Nipocalimab aims to help fill that unmet need. “In the Phase II study of patients with gMG, we noted that nipocalimab achieved rapid, dose-dependent lowering of serum IgG including all IgG subclasses, and a reduction of the pathogenic IgG autoantibody levels.” It delivered rapid improvement for patients and deep and sustained effects.

This correlated to improvement in the disease course, as shown by improvements in the Myasthenia Gravis-Activities of Daily Living (MG-ADL) scores. “Our study suggested the percentage reduction in IgG can be a supportive biomarker in the general management of gMG patients,” Ramchandren concluded. “If similar results are seen in Phase III trials, patients and their physicians will be able to assess how well they are doing by evaluating changes in their IgG levels.”

There appear to be no other known biomarkers to gauge the effectiveness of treatment for generalized myasthenia gravis. “Typically…physicians use clinical exams to determine improvements in disease manifestation, medication side effects, quality of life and other factors,” she explained. The problem is that “the current standard-of-care takes months to years to show any treatment effect.” Using IgG levels as a supportive biomarker, however, “you may potentially show a treatment has efficacy in about two weeks.”

The Vivacity PIII trial is recruiting globally, with the intent of enrolling 180 participants. This randomized, double-blind trial will compare the safety and efficacy of nipocalimab to placebo in participants with gMG. Patients will be dosed every two weeks for up to 24 weeks. Those completing the study may continue in an open-label extension with the possibility of monthly dosing.

“A pediatric study for gMG is planned to start soon,” she added. That study will evaluate the effect of nipocalimab on total serum IgG levels in participants between 2 and 18 years of age who have generalized myasthenia gravis and who do not respond to standard-of-care therapy. The children and adolescents in this study will receive nipocalimab intravenously every two weeks for 24 weeks.

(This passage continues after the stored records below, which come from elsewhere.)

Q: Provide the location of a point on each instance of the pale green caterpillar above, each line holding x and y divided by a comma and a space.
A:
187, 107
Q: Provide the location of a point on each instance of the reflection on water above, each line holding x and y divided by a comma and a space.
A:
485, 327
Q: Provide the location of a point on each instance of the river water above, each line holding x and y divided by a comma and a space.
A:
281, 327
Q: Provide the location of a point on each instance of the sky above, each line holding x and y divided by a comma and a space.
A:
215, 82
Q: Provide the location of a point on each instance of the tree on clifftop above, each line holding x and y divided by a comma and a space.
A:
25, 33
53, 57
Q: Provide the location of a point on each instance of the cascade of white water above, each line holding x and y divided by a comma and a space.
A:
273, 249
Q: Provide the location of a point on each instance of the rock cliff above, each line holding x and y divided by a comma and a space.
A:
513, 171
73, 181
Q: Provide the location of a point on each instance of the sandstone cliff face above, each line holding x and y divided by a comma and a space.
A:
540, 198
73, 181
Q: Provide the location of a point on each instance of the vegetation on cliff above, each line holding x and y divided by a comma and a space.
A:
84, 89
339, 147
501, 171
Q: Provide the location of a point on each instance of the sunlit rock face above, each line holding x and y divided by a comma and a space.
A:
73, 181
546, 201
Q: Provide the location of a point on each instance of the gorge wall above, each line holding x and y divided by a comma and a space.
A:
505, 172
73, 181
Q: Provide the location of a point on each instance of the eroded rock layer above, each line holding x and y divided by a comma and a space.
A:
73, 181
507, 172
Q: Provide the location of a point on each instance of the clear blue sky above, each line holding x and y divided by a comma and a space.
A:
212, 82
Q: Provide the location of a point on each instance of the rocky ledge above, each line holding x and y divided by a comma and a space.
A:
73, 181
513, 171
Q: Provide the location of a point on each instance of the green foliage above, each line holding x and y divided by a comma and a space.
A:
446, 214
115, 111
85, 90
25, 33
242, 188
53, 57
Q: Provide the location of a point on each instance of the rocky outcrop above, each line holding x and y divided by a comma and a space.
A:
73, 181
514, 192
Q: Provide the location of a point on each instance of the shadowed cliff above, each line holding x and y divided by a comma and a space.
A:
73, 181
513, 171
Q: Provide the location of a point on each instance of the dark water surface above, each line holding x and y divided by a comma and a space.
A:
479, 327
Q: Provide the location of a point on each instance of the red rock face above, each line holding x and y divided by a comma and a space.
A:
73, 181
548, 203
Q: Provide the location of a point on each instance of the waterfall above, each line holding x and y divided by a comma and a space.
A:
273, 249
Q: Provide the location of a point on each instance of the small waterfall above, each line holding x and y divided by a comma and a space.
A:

“This is a really exciting time for neuro-immunology research,” Ramchandren said, as new, more efficacious therapies with fewer side effects are developed. “When we began investigating this molecule, we were excited about the mechanism of action, the possible potency and the targeted nature of nipocalimab. It has the potential to be a treatment for multiple autoimmune diseases.”